PANAMA CITY — Ronnie Lee Johnson told jurors Wednesday what it feels like to be shot eight times.
It hurts.
“My whole body was on fire,” Johnson said. “It’s the worst pain I ever felt in my life.”
Johnson, 26, is suing three police officers — Nicholas Van Strander, Ryan Robbins and Manny Gonzalez — in Federal court. He is claiming the officers, who were part of a unit comprised of Panama City Police and Bay County Sheriff’s deputies, used excessive force and violated his civil rights when they shot him shortly after a drug transaction on March 10, 2006.
Johnson ultimately pleaded no contest to felony charges stemming from the incident, including aggravated fleeing and attempting to elude and aggravated battery on a law enforcement officer. He is still in prison and scheduled to be released in 2013. However, from prison Johnson filed multiple complaints against the police agencies and the officers involved.
The officers say that Johnson tried to escape a blockade by driving straight at and nearly killing Sgt. John Fortune. Van Strander, whose view of Fortune was partially blocked by a vehicle, told jurors that when he fired his gun at Johnson he believed Fortune had already been killed.
“In my mind, he had just killed a police officer,” Van Strander said. “If he had just killed a police officer, then God knows what he would do to anybody else in the area.”

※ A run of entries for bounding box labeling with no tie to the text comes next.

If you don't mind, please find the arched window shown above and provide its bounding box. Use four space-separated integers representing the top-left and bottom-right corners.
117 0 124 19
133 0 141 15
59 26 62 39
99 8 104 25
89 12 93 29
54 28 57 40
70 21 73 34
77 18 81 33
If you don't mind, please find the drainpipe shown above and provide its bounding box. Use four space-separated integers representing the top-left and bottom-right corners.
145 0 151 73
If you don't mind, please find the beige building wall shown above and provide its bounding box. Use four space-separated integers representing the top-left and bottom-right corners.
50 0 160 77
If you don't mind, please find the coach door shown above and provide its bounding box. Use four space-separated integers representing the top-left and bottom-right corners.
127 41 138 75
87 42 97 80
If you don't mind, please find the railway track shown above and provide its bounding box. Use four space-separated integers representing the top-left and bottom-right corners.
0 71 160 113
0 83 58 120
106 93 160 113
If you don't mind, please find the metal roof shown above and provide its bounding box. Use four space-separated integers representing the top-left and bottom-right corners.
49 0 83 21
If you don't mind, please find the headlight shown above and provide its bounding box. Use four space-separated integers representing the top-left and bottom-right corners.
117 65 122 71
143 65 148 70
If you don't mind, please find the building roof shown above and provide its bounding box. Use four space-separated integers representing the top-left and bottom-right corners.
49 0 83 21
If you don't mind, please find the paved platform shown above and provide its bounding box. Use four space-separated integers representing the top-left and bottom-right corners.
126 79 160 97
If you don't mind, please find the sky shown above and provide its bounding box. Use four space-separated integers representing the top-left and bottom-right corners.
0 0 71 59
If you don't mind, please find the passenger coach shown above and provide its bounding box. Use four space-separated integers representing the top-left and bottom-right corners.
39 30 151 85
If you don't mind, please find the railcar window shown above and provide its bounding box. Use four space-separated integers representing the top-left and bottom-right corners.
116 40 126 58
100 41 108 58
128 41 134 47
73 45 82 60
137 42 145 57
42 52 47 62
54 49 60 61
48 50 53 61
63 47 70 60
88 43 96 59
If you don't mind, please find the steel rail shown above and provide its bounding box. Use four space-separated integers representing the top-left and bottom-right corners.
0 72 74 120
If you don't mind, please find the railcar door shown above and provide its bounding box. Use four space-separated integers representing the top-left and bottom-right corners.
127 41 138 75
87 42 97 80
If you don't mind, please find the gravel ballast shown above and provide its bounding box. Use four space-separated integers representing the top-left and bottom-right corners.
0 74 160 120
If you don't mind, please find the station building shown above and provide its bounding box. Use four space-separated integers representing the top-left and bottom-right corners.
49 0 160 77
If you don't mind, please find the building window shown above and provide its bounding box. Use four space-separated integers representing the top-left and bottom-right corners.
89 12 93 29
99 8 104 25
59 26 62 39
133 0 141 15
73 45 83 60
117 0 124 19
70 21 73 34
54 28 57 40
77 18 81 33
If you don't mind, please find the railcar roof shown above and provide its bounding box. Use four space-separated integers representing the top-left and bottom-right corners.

Several other officers with different views of the scene also believed that Fortune had been struck by Johnson’s Dodge Stratus or crushed between the Stratus and another vehicle. However, Fortune was not injured in the incident and has since retired from the Panama City Police Department. Fortune, who is not a defendant in the case, also fired his gun at Johnson.
Johnson testified that he never aimed his car at anyone and that he did not realize the men surrounding him were police officers. He believed that they were trying to rob him. The officers told jurors that they had turned on the blue lights on their unmarked vehicles and that they identified themselves to Johnson but Johnson said that is not true.
After he was shot, Johnson said he blacked out and only regained consciousness when his car hit a tree and he was knocked into the passenger seat by the driver’s side air bag. He tried to get up and run but his body would not cooperate, Johnson said, adding that he vomited blood. The officers surrounded him again and told him to get out of the vehicle but he told them he could not move. They then pulled him out of the car and threw him to the ground, he said.
“I said, ‘Why did you shoot me?’ ” Johnson recalled. “They said, ‘Why did you try to run me over?’ ”
Johnson added that he had another intense exchange with medical workers in the ambulance on the way to the hospital.
“Please don’t let me die,” he repeated to the emergency medical technician. “Please don’t let me die.”
He added that he spent nine days in the hospital and still has a bullet lodged near his spine. As a result of the shooting, he has back problems, difficulty using his right hand and consistent pain.
He is asking for millions in punitive and compensatory damages. The trial is expected to continue today.